The President slumped in his chair. "Then I guess we scrap this one and go on to something else."
Seagram was a tall lanky man, with a quiet voice and a courteous manner, and, except for a large, flattened nose, he could almost have passed as an unbearded Abe Lincoln.
Donner was just the opposite of Seagram. He was short and seemed almost as broad as he was tall. He had wheat colored hair, melancholy eyes, and his face always seemed to be sweating. He began talking at a machine-gun pace. "Project Sicilian is too close to reality to bury and forget. I strongly urge that we push on. We'd be playing for the inside straight to end inside straights, but if we succeed . . . my God, sir, the consequences are enormous."
"I'm open to suggestions," the President said quietly.
Seagram took a deep breath and plunged in. "First, we'd need your permission to build the necessary installations. Second, the required funds. And third, the assistance of the National Underwater and Marine Agency."

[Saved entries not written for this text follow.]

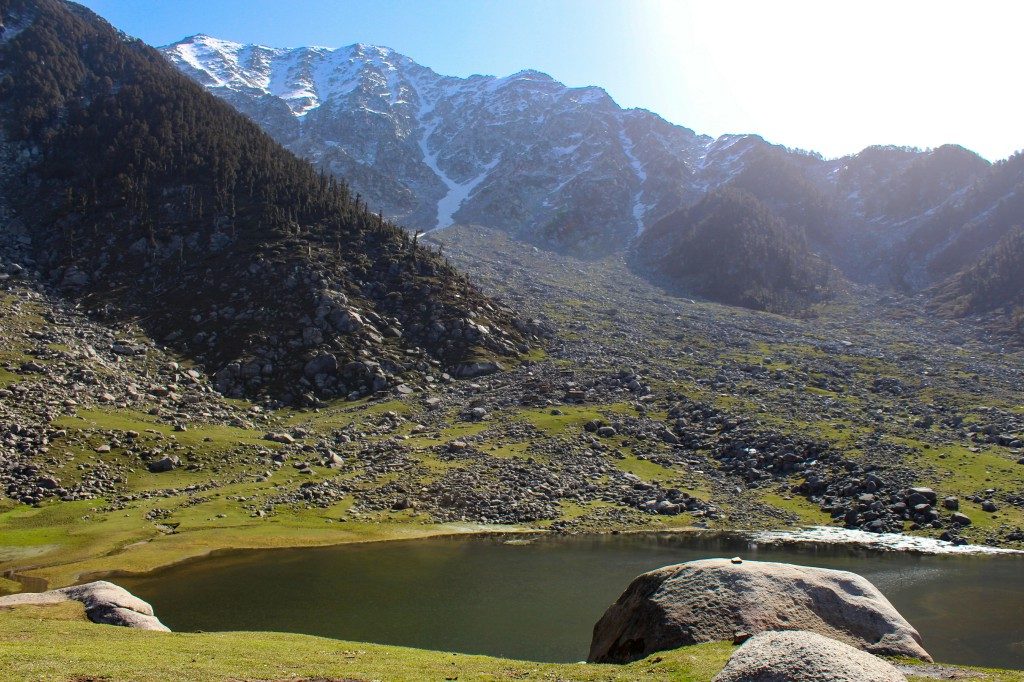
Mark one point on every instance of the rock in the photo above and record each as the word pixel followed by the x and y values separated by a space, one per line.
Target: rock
pixel 960 519
pixel 104 602
pixel 164 464
pixel 712 599
pixel 473 370
pixel 804 656
pixel 285 438
pixel 323 364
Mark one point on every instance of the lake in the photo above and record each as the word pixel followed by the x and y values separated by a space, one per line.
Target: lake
pixel 538 598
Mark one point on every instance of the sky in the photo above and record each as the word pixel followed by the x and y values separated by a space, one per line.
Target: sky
pixel 832 76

The President looked questioningly at Seagram. "I can understand the first two requests, but I don't grasp the significance of NUMA. Where does it fit in?"
"We're going to have to sneak expert mineralogists into Novaya Zemlya. Since it's surrounded by water, a NUMA oceanographic expedition nearby would make the perfect cover for our mission."
"How long will it take you to test, construct, and install the system?"
Donner didn't hesitate. "Sixteen months, one week."